Mais l’expérience montre qu’en Afrique, les dérapages électoraux procèdent de ces genres de représentation géographique des forces politiques. Et dans les pays africains comme la sous-région d’Afrique centrale où la démocratie peine, c’est surtout les fiefs électoraux qui sont les plus perturbés à cause de la manipulation des militants politiques du cru qui ne répondent qu’à l’appel de leurs idoles. Ramené à l’échelle malienne, le phénomène de fief électoral ne saurait se poser de la même façon qu’ailleurs en Afrique. D’abord le régionalisme qui existe chez les autres n’a jamais été une réalité au Mali jusqu’à présent et cela n’est pas pour demain. Aucun candidat à la présidentielle depuis la naissance de la démocratie malienne ne s’est singulièrement imposé sur une partie du pays au détriment des autres régions « géographiques ». Ensuite, l’ethnocentrisme qui est à la base du phénomène dans bien des cas peut difficilement se frayer une place au Mali où l’on regarde moins l’origine ethnique de celui pour qui on va voter.

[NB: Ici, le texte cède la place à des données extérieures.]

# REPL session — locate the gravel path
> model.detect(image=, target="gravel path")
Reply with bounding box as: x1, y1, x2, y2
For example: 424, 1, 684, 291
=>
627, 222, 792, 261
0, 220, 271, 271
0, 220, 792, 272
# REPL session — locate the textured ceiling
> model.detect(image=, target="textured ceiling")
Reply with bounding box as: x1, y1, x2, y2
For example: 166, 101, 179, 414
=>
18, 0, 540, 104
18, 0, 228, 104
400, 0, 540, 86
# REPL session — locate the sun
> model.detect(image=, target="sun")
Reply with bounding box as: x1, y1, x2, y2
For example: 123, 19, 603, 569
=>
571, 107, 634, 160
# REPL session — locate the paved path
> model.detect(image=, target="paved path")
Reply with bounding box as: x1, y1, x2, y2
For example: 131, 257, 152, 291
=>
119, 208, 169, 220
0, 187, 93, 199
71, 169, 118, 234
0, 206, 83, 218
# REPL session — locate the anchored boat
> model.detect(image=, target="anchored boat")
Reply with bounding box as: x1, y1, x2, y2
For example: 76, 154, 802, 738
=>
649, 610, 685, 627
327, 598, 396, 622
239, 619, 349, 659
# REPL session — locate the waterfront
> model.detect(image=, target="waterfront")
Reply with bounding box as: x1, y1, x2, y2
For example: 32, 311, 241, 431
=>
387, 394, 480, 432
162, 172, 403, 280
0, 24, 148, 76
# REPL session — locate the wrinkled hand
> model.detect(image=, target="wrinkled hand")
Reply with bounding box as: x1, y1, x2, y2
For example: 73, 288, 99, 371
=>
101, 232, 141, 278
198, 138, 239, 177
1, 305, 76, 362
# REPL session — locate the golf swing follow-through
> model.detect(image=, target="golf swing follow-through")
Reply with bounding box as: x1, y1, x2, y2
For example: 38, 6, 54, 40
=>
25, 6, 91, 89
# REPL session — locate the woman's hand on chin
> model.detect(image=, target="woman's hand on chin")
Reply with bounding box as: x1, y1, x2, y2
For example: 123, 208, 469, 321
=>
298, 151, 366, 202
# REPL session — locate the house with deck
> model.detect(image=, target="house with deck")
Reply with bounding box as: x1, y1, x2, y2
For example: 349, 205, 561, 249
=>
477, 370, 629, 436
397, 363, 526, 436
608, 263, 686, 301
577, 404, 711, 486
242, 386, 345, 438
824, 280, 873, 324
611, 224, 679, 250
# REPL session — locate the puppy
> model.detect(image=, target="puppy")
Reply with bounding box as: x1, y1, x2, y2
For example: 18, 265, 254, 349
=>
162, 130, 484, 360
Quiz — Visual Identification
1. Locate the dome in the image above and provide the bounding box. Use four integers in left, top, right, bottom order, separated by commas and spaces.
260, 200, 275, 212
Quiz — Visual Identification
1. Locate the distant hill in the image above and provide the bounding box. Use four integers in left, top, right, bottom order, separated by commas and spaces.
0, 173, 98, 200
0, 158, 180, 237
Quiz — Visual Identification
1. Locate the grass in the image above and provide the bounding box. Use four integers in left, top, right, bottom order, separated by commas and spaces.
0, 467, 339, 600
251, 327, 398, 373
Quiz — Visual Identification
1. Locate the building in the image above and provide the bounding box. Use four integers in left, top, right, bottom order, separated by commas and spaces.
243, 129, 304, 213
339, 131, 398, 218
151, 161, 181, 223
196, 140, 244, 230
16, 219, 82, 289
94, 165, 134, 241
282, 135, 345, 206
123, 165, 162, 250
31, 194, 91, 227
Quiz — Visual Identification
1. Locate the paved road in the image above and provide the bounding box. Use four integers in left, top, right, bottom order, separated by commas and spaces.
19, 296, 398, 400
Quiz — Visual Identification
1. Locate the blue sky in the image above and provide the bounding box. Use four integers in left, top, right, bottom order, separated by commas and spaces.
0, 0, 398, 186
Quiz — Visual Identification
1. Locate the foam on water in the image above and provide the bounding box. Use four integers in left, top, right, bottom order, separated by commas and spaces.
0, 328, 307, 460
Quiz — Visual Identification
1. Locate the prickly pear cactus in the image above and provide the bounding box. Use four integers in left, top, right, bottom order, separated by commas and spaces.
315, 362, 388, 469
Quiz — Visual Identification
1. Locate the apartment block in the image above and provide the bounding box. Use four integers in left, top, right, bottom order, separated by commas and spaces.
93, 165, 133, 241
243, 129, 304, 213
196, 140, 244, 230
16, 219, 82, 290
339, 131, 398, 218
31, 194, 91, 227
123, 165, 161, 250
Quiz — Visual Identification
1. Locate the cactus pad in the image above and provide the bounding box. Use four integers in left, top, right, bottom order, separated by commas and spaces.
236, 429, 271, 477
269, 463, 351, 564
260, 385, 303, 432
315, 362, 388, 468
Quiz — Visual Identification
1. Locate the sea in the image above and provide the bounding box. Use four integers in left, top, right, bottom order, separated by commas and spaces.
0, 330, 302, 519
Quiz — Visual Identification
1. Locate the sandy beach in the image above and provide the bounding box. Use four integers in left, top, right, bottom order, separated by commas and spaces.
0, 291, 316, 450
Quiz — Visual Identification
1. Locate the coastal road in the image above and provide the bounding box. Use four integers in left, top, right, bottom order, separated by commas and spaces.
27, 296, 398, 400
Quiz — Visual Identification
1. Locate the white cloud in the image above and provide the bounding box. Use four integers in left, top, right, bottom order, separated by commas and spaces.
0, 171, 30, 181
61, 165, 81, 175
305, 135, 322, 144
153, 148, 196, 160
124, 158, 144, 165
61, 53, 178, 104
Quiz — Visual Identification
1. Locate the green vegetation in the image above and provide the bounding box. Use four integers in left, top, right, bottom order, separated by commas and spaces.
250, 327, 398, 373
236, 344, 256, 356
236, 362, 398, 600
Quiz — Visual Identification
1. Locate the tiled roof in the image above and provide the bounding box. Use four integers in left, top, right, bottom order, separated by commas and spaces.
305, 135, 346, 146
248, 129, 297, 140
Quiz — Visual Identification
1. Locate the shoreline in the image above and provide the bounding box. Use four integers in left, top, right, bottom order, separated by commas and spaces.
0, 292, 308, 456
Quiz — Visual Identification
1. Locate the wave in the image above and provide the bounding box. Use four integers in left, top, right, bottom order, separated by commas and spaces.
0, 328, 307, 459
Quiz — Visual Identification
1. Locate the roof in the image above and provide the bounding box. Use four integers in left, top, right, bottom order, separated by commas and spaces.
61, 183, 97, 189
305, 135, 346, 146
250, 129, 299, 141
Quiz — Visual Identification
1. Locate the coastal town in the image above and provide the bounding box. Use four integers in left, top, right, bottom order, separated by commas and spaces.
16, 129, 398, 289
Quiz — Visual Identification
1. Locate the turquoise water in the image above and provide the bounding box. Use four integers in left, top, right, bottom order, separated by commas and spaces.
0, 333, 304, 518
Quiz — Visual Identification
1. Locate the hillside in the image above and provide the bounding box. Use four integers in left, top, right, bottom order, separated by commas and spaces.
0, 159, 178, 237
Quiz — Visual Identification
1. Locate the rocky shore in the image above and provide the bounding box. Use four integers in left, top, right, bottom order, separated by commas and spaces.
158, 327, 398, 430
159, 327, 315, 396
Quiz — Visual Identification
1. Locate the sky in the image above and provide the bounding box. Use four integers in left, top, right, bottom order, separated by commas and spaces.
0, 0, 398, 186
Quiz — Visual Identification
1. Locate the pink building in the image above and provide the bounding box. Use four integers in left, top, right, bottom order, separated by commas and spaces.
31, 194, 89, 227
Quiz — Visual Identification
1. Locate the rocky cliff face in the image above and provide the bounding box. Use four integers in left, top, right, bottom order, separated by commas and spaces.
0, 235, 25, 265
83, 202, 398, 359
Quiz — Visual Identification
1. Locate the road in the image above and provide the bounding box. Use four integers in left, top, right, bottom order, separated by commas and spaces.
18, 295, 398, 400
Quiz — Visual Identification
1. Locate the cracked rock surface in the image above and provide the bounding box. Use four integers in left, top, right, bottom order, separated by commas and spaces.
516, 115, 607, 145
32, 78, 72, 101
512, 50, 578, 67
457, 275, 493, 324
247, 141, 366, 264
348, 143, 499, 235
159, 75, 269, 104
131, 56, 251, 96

Cependant, la vigilance est de mise désormais au Mali car un nouveau paramètre est en train d’entrer en ligne de compte pour ce qui concerne en tout cas élection présidentielle de 2007. Les favoris présumés (à savoir le président sortant de la République, Amadou Toumani Touré ; Ibrahim Boubacar Keïta et Soumeylou Boubèye Maïga) semblent avoir leurs fiefs.
En effet, Ibrahim Boubacar Keïta et Soumeylou Boubèye ont la chance de pouvoir recruter les plus fervents défenseurs de leurs causes à Bamako, une ville de plusieurs millions d’habitants, tandis que le président de la République a l’opportunité de pouvoir conquérir sans difficultés apparentes les millions d’électeurs ruraux. De facto, les zones rurales constituent avec une forte probabilité le fief électoral de ATT qui pourra tirer des dividendes de sa politique rurale à condition qu’il sache utiliser à bon escient ce potentiel.
De l’autre côté, Ibrahim Boubacar Keïta qui a longtemps fait cavalier seul a la faveur des grandes villes, notamment la capitale. En matière politique, les citadins ont une sensibilité particulière du fait qu’ils sont plus réceptifs au contenu des discours politiques, plus proches du message et de l’action des contre-pouvoirs.
Ce que l’on doit craindre dans cette situation, c’est la possibilité d’une effervescence post-électorale. Et le danger pourrait venir de Bamako où les militants du cru ne manqueront pas, cette ville étant le réceptacle de tous les mécontents du pays.